Obaatanpa Radio Online
INTERNATIONAL

UK Chancellor Kwasi Kwarteng calls out popular UK newspaper for wrongly depicting him as convicted criminal

Britain’s first black Chancellor, Kwasi Kwarteng had recourse to call out Mirror newspaper for depicting him as someone else in a publication on the website of the UK media outlet.

Reporting on the Chancellor’s mini-budget, the newspaper captioned an image of a criminally convicted Goldman Sachs banker, Elias Preko who also has Ghanaian origins as the chancellor.

Reacting to the blunder in a Twitter post, Kwasi Kwarteng who was last month appointed Chancellor of the UK government said “That isn’t me… @DailyMirror.”

His post was accompanied with a screenshot of the publication by Mirror with the wrong image captioned “Kwasi Kwarteng said he had to do ‘something different’ with mini-budget.”

The Mirror about some hours after the Chancellor’s post has reportedly issued a statement describing the situation as a “terrible error.”

“This morning a picture in a story about Kwasi Kwarteng was wrongly captioned on the Mirror website. This was a terrible error and we apologise to Mr Kwarteng and all our readers,” the statement said.

Meanwhile, the action of the Newspaper has prompted concerns of racism. The Chairman of the Hornsey and Wood Green Conservatives, Ben Obese-Jecty is said to have waded into the criticisms.

“Good to see the Daily Mirror kicking off its coverage of Black History Month with this they-all-look-the-same-don’t-they clanger.

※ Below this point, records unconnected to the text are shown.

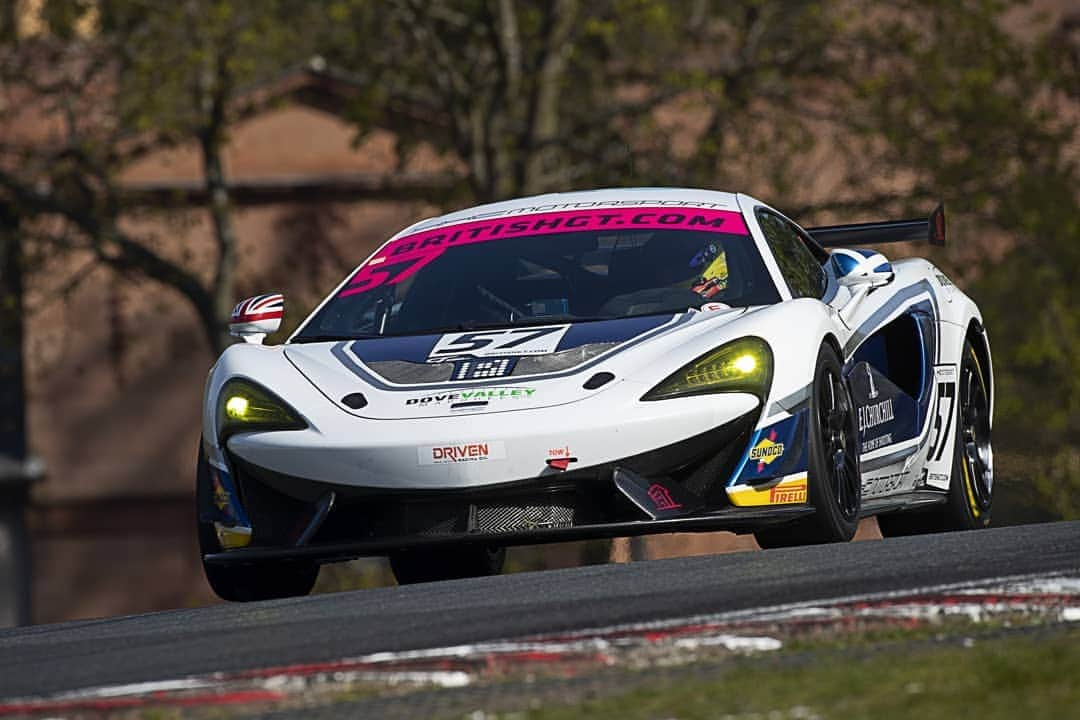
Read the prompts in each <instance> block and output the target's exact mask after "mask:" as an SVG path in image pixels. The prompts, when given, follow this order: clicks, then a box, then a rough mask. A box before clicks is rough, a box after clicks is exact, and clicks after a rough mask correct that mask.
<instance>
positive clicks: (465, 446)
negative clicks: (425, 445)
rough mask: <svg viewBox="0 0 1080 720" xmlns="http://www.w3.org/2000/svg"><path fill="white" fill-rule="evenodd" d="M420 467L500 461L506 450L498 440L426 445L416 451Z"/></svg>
mask: <svg viewBox="0 0 1080 720" xmlns="http://www.w3.org/2000/svg"><path fill="white" fill-rule="evenodd" d="M416 452H417V460H418V462H419V463H420V464H421V465H447V464H458V463H469V462H486V461H488V460H502V459H504V458H505V457H507V450H505V447H504V446H503V444H502V443H501V441H500V440H484V441H476V443H453V444H446V445H428V446H423V447H419V448H417V450H416Z"/></svg>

“You’d think, given the coverage he’s received this week, that most people in the press would know what Kwasi Kwarteng looked like …” he is quoted in a report by The Guardian.

Back home in Ghana, the Vice President of IMANI Africa, Bright Simons has questioned whether the incident has any element of cognitive bias behind it.

“Is this an instance of the famous “they all look the same” bias? This is the cognitive bias where people in a dominant race struggle to distinguish people from other, usually minority, races. By the way, Africans struggle to tell Chinese folks apart too,” he stated in a Twitter post.

However, Mirror in its statement reacting to the incident said it “has a long history of working against racism and we will redouble our efforts on this.”